Water (H₂O) is essential for life on Earth. Its ability to sustain biological processes and its distinctive physical and chemical properties, such as remaining liquid over a wide temperature range and dissolving many substances, depend entirely on the specific chemical bonds it forms. Understanding the nature of these bonds explains water’s unique behavior.
The Covalent Bond Inside the Water Molecule
The atoms within a single water molecule are held together by a strong connection known as a polar covalent bond. This type of bond involves the sharing of electrons between the single oxygen atom and each of the two hydrogen atoms. However, the sharing of these electrons is not equal, which is a characteristic of polarity.
The oxygen atom has a much greater tendency to attract electrons compared to the hydrogen atoms, a property known as high electronegativity. Because of this difference, the shared electrons spend significantly more time orbiting the oxygen nucleus than the hydrogen nuclei. This unequal distribution of negative charge causes the oxygen end of the molecule to develop a partial negative charge (\(\delta^-\)), while the hydrogen ends acquire a partial positive charge (\(\delta^+\)).
The resulting charge separation makes the water molecule a dipole, meaning it has two distinct electric poles. The molecule also has a non-linear, or bent, shape, which prevents the partial charges from canceling out. This ensures the molecule remains polar, which is the foundation for how water molecules interact with each other and with other substances.
How Water Molecules Connect Through Hydrogen Bonds
The polarity established by the internal covalent bonds leads directly to the formation of a secondary, weaker attraction between separate water molecules, called a hydrogen bond. This attraction is a form of intermolecular force, meaning it occurs between molecules, not within them. A hydrogen bond forms when the partially positive hydrogen atom of one water molecule is electrostatically attracted to the partially negative oxygen atom of a neighboring water molecule.
Each water molecule can participate in up to four hydrogen bonds with its neighbors, creating an extensive, dynamic network in liquid water. This network holds the liquid together and gives water stability.
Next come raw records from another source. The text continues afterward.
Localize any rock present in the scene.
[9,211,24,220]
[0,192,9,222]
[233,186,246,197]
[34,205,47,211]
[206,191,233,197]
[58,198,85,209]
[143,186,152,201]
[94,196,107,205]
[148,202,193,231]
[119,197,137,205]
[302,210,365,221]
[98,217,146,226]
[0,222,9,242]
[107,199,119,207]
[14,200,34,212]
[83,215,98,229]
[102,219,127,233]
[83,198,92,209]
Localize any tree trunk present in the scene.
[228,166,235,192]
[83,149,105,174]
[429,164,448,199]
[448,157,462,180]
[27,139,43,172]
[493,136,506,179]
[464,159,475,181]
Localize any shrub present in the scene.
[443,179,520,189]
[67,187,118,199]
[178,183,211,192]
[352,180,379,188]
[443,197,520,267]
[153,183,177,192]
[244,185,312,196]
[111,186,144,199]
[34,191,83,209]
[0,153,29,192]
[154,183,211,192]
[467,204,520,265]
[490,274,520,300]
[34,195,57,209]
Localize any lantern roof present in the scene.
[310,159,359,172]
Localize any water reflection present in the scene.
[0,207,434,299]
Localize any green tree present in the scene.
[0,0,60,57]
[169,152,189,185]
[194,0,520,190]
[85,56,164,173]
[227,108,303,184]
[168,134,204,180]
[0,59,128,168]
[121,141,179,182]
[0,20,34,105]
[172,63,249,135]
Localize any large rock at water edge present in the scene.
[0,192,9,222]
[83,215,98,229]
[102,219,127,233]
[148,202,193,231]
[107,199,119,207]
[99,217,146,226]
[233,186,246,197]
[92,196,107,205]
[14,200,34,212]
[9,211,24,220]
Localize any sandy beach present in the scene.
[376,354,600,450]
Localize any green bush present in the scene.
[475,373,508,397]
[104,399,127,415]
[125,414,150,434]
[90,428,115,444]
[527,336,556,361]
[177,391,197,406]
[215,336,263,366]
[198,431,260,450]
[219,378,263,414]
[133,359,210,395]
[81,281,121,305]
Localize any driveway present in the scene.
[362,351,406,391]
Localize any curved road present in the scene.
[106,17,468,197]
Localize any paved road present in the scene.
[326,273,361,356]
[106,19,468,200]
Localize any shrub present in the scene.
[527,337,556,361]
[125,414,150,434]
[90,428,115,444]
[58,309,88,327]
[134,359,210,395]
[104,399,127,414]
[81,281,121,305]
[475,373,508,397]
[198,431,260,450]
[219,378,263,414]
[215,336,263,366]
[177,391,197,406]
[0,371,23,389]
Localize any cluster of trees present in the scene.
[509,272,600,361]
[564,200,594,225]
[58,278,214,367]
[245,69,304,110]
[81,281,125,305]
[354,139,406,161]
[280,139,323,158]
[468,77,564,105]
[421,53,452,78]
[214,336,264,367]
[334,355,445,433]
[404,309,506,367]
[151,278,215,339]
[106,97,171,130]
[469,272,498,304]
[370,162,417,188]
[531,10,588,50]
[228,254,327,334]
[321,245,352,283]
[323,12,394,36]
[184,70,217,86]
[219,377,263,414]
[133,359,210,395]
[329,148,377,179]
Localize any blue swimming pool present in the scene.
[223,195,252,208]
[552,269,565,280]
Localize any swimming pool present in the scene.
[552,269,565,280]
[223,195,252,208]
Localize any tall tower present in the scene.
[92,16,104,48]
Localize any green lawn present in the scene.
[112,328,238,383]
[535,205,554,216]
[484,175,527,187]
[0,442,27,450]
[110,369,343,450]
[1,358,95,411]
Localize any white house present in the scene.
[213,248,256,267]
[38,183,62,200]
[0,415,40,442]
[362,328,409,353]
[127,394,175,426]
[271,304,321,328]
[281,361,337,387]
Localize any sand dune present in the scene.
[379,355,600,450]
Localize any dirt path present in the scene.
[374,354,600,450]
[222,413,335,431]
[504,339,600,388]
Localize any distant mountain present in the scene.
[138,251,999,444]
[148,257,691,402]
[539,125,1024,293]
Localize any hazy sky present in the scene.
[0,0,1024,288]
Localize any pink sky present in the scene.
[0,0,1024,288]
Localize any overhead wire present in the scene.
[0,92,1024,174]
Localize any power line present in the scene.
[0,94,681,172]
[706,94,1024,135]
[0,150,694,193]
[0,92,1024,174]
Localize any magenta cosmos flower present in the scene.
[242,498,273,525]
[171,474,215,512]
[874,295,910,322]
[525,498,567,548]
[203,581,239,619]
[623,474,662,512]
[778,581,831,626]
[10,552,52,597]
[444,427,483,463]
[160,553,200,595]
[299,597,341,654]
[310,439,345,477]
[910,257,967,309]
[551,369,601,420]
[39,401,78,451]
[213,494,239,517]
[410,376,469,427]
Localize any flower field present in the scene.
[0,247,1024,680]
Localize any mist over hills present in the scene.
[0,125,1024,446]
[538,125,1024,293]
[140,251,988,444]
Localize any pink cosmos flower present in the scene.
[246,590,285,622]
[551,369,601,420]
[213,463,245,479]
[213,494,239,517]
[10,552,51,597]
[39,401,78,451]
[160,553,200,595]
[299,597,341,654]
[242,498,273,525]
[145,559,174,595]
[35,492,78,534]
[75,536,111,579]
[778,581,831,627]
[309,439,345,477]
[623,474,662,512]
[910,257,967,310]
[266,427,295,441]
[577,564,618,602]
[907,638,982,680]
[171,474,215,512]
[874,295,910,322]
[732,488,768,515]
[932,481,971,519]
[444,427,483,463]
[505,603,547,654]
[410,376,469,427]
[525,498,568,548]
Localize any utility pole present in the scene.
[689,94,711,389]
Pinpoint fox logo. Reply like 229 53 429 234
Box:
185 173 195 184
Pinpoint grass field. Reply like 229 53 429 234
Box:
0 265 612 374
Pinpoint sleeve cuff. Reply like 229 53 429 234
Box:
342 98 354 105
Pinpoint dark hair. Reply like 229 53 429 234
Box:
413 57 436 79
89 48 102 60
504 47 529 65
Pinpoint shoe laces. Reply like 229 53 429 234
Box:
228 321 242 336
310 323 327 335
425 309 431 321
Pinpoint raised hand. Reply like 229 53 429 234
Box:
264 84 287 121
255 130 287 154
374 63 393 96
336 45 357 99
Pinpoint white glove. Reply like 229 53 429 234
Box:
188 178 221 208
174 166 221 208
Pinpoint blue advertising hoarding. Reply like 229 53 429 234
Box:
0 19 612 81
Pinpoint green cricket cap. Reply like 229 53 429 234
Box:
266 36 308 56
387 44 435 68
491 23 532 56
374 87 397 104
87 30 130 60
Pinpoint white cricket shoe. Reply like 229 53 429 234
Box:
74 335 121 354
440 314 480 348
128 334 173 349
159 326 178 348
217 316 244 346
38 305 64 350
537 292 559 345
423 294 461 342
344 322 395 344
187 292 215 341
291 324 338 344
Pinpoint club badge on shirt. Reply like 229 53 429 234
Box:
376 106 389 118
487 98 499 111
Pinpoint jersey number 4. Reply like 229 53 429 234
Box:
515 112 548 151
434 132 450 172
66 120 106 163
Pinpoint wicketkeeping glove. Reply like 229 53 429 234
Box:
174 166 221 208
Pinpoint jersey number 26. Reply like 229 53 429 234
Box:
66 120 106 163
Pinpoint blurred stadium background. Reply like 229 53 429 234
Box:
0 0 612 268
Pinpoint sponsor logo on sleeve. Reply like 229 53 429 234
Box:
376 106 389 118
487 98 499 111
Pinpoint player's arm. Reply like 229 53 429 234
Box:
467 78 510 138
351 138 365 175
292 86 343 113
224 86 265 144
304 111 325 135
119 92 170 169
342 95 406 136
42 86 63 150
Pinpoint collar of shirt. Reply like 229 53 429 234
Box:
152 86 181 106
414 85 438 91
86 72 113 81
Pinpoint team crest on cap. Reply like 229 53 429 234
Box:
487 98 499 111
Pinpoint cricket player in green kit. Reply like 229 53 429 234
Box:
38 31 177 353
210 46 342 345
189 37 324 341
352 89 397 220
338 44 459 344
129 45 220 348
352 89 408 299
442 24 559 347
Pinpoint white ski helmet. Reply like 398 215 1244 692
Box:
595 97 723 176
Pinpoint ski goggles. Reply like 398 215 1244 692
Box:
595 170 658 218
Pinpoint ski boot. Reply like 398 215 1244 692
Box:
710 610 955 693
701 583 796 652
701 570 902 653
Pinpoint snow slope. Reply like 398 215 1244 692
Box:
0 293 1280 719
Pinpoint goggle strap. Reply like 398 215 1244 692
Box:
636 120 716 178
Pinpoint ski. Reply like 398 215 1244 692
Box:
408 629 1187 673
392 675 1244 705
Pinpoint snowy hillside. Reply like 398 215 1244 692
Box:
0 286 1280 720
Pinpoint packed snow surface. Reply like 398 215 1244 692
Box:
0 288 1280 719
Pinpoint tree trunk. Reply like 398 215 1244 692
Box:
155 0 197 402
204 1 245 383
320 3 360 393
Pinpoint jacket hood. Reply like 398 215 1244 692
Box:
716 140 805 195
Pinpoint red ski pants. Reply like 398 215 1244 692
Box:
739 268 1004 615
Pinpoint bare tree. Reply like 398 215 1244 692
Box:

The hydrogen bond is significantly weaker than the polar covalent bond holding the atoms together within a single molecule (467 kilojoules per mole versus 4 to 40 kilojoules per mole for a hydrogen bond).
Why Water’s Bonds Matter for Life
The combination of strong polar covalent bonds and weaker hydrogen bonds gives water properties essential for life. One property is water’s high specific heat, the amount of energy required to raise its temperature. When heat is added, much of the energy is used to break the hydrogen bond network rather than increasing molecular speed. This allows large bodies of water to absorb and release significant heat with only slight temperature changes, moderating global and cellular temperatures.
Another property is water’s ability to dissolve many substances, earning it the nickname “universal solvent”. The molecule’s polarity allows it to surround and pull apart other polar molecules and ionic compounds. For instance, the partially negative oxygen atom attracts the positive ions of a salt, while the partially positive hydrogen atoms attract the negative ions, effectively dissolving the compound.
Extensive hydrogen bonding also drives water’s cohesive and adhesive properties, which are important for plant life. Cohesion is the attraction of water molecules to one another, creating surface tension and allowing water to form droplets. Adhesion is the attraction of water molecules to other surfaces. These two forces enable water to move upward through the narrow vessels of plants—a process called capillary action—transporting nutrients from the roots to the leaves.